Postado em 25/06/2026 às 18h:05
O interesse pelos psicoestimulantes no esporte está associado à promessa de aumentar a concentração, o estado de alerta e a tolerância ao esforço. A resposta para a pergunta “funcionam mesmo?”, porém, depende da substância, do tipo de exercício e do desfecho avaliado.
Essas substâncias atuam sobre o sistema nervoso central e podem modificar a maneira como o atleta percebe o esforço. Em vez de ampliar diretamente a capacidade muscular ou cardiorrespiratória, algumas reduzem a sensação de fadiga, aumentam a vigilância ou favorecem a manutenção do ritmo. Isso pode melhorar o desempenho agudo, mas também dificultar a identificação dos limites fisiológicos durante o exercício.
A cafeína é o exemplo mais estudado entre os psicoestimulantes no esporte. A literatura mostra efeitos positivos em modalidades de resistência, ações de alta intensidade, força e potência, especialmente quando dose, horário e tarefa são adequadamente controlados.
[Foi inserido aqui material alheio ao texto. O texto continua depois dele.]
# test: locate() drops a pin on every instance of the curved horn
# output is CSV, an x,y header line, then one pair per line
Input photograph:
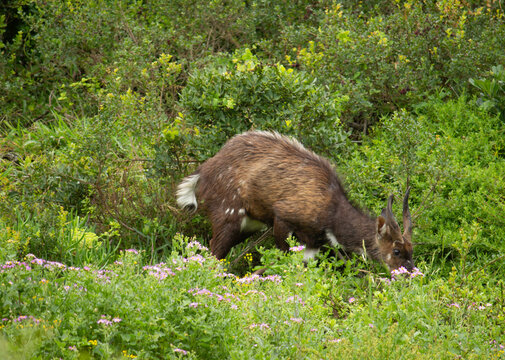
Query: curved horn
x,y
407,221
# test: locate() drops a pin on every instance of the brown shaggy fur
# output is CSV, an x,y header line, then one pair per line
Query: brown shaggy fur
x,y
269,178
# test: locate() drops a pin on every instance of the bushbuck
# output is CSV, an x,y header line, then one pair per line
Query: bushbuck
x,y
262,178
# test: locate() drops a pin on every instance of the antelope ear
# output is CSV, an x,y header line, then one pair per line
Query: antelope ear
x,y
382,227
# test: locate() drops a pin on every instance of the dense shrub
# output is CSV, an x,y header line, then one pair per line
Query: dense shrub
x,y
191,307
451,154
242,93
395,54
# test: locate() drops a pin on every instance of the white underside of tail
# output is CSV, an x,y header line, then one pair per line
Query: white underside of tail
x,y
186,192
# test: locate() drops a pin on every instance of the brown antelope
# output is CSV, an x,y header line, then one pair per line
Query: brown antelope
x,y
263,178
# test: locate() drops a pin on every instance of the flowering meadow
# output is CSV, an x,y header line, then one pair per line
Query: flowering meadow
x,y
189,306
106,105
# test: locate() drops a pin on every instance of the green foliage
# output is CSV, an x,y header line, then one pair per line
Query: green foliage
x,y
492,90
105,106
451,154
190,305
242,93
394,54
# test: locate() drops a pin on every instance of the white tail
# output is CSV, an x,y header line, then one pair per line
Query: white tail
x,y
186,197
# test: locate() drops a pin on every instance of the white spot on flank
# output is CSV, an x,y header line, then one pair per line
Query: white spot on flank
x,y
249,225
309,254
331,238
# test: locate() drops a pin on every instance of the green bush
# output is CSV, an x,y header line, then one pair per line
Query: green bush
x,y
189,306
451,154
492,91
395,54
242,93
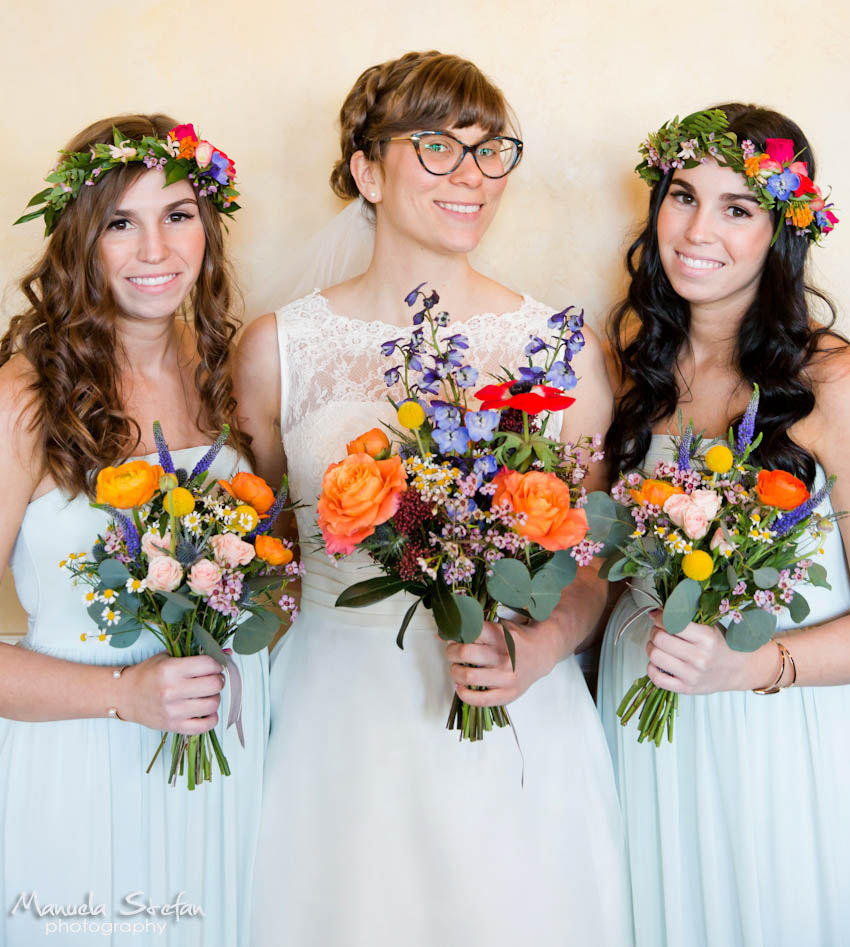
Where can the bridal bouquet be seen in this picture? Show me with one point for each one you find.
(712, 539)
(471, 506)
(188, 558)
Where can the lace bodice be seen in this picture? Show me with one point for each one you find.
(332, 379)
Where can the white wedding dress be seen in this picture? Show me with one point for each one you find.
(81, 821)
(738, 831)
(379, 827)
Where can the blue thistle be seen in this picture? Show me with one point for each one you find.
(128, 528)
(785, 523)
(748, 422)
(203, 465)
(164, 453)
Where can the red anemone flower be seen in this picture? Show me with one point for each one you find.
(523, 396)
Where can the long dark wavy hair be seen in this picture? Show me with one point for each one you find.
(776, 342)
(68, 333)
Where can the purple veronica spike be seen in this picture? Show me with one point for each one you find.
(203, 465)
(128, 527)
(748, 422)
(165, 460)
(785, 523)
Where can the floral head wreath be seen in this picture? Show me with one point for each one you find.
(181, 155)
(778, 181)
A resposta, porém, varia conforme dose, consumo habitual, sono e sensibilidade individual.
O EFEITO ERGOGÊNICO NÃO PODE SER ANALISADO ISOLADAMENTE
Antes de interpretar uma substância como recurso de desempenho, considere:
- Eficácia: qual capacidade física ou cognitiva apresentou melhora?
- Segurança: quais respostas cardiovasculares, térmicas e comportamentais podem ser agravadas?
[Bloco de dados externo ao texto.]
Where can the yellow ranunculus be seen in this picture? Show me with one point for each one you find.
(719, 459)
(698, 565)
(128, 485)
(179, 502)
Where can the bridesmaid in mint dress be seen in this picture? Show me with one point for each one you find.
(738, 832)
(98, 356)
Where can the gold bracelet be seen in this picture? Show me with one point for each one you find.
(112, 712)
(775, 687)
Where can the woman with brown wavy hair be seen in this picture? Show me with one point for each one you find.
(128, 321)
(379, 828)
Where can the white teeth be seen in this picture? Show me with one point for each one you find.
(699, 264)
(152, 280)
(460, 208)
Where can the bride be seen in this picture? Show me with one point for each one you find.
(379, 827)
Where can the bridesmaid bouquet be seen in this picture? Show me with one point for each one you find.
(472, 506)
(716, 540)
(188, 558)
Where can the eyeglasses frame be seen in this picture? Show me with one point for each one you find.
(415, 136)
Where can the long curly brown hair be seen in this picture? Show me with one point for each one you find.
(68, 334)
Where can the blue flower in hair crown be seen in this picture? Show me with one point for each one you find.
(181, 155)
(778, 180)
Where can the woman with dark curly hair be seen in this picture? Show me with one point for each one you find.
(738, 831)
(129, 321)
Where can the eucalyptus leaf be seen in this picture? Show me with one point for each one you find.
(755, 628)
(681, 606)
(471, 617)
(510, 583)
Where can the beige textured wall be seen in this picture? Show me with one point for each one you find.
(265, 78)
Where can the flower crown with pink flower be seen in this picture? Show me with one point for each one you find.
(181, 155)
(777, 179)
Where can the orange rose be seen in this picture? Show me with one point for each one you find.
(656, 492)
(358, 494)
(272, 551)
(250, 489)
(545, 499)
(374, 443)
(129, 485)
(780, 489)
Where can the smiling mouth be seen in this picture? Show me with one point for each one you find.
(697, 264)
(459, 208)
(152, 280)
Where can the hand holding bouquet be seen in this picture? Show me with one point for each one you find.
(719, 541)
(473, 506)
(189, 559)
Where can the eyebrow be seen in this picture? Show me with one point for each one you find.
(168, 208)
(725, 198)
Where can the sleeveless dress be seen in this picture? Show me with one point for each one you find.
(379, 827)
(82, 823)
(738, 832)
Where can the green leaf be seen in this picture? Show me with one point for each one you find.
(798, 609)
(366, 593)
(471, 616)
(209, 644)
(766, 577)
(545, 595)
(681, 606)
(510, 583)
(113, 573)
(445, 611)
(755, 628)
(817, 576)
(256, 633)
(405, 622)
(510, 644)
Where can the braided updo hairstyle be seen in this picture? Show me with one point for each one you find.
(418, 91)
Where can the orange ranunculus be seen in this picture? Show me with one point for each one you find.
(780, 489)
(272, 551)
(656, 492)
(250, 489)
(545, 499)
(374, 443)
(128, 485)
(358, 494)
- Contexto: o efeito permanece relevante diante da modalidade, do ambiente e da recuperação do atleta?
Medicamentos estimulantes, como metilfenidato e derivados de anfetamina, também apresentaram melhora em alguns testes de desempenho. A evidência, contudo, é mais restrita do que a disponível para a cafeína. Além disso, a redução da percepção de esforço pode coexistir com aumento da frequência cardíaca e da temperatura corporal, combinação preocupante em sessões prolongadas ou realizadas sob calor.
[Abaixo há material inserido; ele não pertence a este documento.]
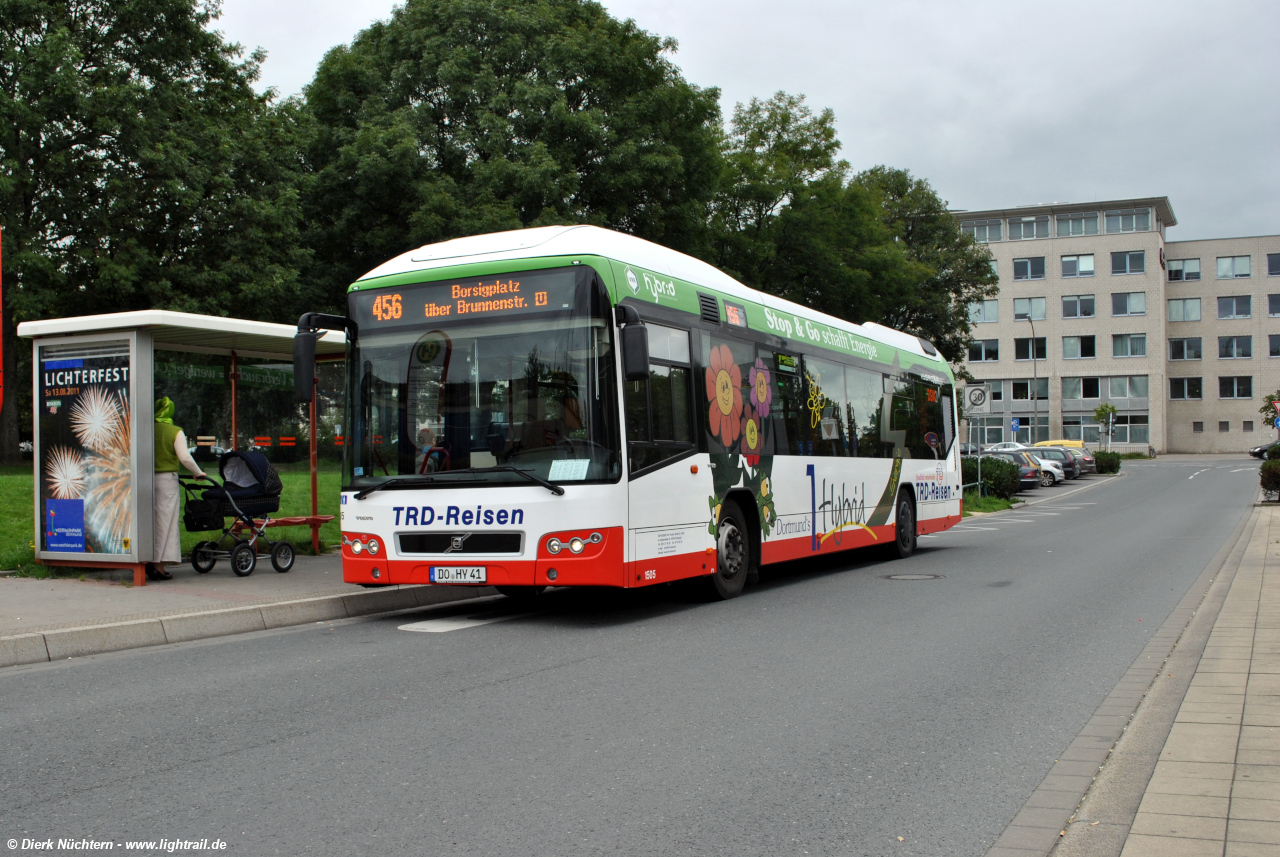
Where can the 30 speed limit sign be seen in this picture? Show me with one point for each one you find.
(977, 399)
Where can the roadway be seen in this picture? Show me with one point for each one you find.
(826, 711)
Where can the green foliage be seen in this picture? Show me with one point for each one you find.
(1270, 476)
(1000, 479)
(1107, 462)
(464, 117)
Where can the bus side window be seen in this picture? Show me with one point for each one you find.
(658, 409)
(824, 406)
(865, 403)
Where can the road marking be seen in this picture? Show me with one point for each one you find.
(446, 624)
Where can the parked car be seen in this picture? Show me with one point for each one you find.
(1072, 467)
(1028, 475)
(1051, 472)
(1086, 458)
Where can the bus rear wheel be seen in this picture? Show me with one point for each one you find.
(732, 554)
(904, 531)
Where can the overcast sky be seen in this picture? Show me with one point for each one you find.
(996, 104)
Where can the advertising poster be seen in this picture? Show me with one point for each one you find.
(86, 477)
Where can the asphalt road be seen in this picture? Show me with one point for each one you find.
(826, 711)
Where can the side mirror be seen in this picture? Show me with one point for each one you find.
(635, 353)
(305, 363)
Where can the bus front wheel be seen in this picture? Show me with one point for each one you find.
(904, 531)
(732, 554)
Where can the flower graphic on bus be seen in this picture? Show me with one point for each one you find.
(725, 394)
(753, 436)
(762, 393)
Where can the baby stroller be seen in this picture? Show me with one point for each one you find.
(251, 487)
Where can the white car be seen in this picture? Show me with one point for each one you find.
(1052, 470)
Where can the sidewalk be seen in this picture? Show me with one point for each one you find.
(51, 619)
(1216, 787)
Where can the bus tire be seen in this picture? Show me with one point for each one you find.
(521, 592)
(732, 554)
(904, 526)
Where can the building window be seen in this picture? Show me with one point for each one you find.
(1183, 269)
(1024, 228)
(1023, 348)
(1128, 303)
(1234, 347)
(1230, 267)
(1129, 220)
(1029, 269)
(1184, 310)
(982, 230)
(1078, 265)
(1079, 223)
(1079, 347)
(1130, 429)
(1239, 306)
(1022, 389)
(1129, 345)
(1031, 308)
(1079, 306)
(1129, 262)
(1185, 388)
(1235, 386)
(983, 351)
(983, 311)
(1187, 348)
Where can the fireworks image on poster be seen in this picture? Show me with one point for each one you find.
(86, 467)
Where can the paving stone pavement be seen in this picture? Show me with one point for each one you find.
(1216, 787)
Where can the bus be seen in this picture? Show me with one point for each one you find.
(570, 406)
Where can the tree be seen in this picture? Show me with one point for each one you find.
(138, 169)
(462, 117)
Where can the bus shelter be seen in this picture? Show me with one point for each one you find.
(95, 381)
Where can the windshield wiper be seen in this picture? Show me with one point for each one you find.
(430, 477)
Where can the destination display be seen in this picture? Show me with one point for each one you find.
(507, 296)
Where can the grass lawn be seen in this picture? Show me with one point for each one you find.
(17, 550)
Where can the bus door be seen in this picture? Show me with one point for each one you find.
(667, 502)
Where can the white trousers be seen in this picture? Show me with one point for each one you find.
(168, 508)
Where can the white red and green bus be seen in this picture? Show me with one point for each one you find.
(570, 406)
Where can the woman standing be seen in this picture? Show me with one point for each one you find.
(170, 453)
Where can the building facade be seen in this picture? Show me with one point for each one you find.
(1096, 306)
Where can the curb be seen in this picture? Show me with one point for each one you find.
(39, 647)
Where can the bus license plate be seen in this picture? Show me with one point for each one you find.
(458, 574)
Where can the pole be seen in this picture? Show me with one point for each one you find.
(315, 489)
(234, 377)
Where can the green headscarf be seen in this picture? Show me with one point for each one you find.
(164, 409)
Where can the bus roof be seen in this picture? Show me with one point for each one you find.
(594, 241)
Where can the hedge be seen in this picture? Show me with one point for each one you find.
(999, 477)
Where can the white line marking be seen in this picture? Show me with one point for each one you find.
(446, 624)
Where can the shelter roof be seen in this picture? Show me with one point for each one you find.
(190, 331)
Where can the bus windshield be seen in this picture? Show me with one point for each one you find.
(490, 380)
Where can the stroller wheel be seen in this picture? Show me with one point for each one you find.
(202, 557)
(282, 557)
(243, 559)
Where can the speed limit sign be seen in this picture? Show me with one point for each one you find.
(977, 399)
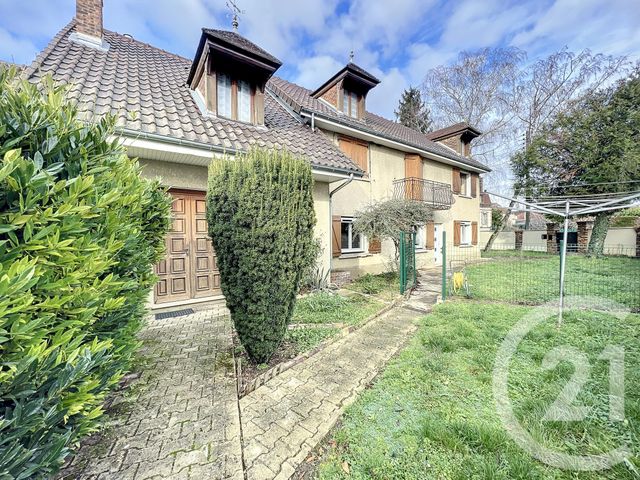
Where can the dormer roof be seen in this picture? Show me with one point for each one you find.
(462, 129)
(352, 75)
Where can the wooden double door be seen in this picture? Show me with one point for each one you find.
(189, 269)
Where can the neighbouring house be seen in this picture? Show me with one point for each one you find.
(177, 115)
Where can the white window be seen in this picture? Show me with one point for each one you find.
(465, 233)
(350, 103)
(244, 101)
(350, 242)
(224, 95)
(420, 237)
(465, 184)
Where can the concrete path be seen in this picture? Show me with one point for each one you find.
(283, 420)
(181, 419)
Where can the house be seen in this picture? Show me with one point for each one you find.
(177, 115)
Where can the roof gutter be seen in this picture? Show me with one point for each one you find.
(319, 118)
(156, 137)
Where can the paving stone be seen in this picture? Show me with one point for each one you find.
(186, 402)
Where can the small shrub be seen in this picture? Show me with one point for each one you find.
(261, 218)
(79, 234)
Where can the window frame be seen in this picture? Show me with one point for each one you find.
(350, 249)
(234, 96)
(484, 219)
(347, 107)
(465, 184)
(420, 240)
(465, 226)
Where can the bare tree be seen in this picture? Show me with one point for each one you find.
(472, 90)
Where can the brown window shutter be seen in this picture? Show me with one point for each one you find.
(455, 181)
(430, 236)
(375, 245)
(336, 223)
(474, 185)
(259, 105)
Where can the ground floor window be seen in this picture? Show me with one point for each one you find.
(349, 240)
(485, 219)
(420, 238)
(465, 233)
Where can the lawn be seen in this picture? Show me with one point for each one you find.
(431, 414)
(385, 286)
(332, 310)
(323, 307)
(534, 278)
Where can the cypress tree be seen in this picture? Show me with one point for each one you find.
(412, 111)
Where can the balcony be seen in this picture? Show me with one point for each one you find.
(437, 194)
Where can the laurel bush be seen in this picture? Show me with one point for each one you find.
(79, 233)
(261, 219)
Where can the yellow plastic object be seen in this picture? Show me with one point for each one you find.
(458, 281)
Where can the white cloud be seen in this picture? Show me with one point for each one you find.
(398, 40)
(16, 50)
(384, 98)
(314, 71)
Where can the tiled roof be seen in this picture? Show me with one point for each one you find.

A análise dos psicoestimulantes no esporte também deve considerar as normas antidopagem. Em 2026, diversos estimulantes medicamentosos seguem proibidos em competição, enquanto a cafeína permanece permitida, mas monitorada pela Agência Mundial Antidopagem.
Em resumo, os psicoestimulantes no esporte podem melhorar alguns componentes do rendimento, mas não produzem uma vantagem universal nem substituem treinamento, recuperação e planejamento. A sua atuação começa ao distinguir uma resposta ergogênica consistente de uma simples alteração na percepção do esforço, considerando evidência, risco clínico e regulamentação antes de qualquer decisão.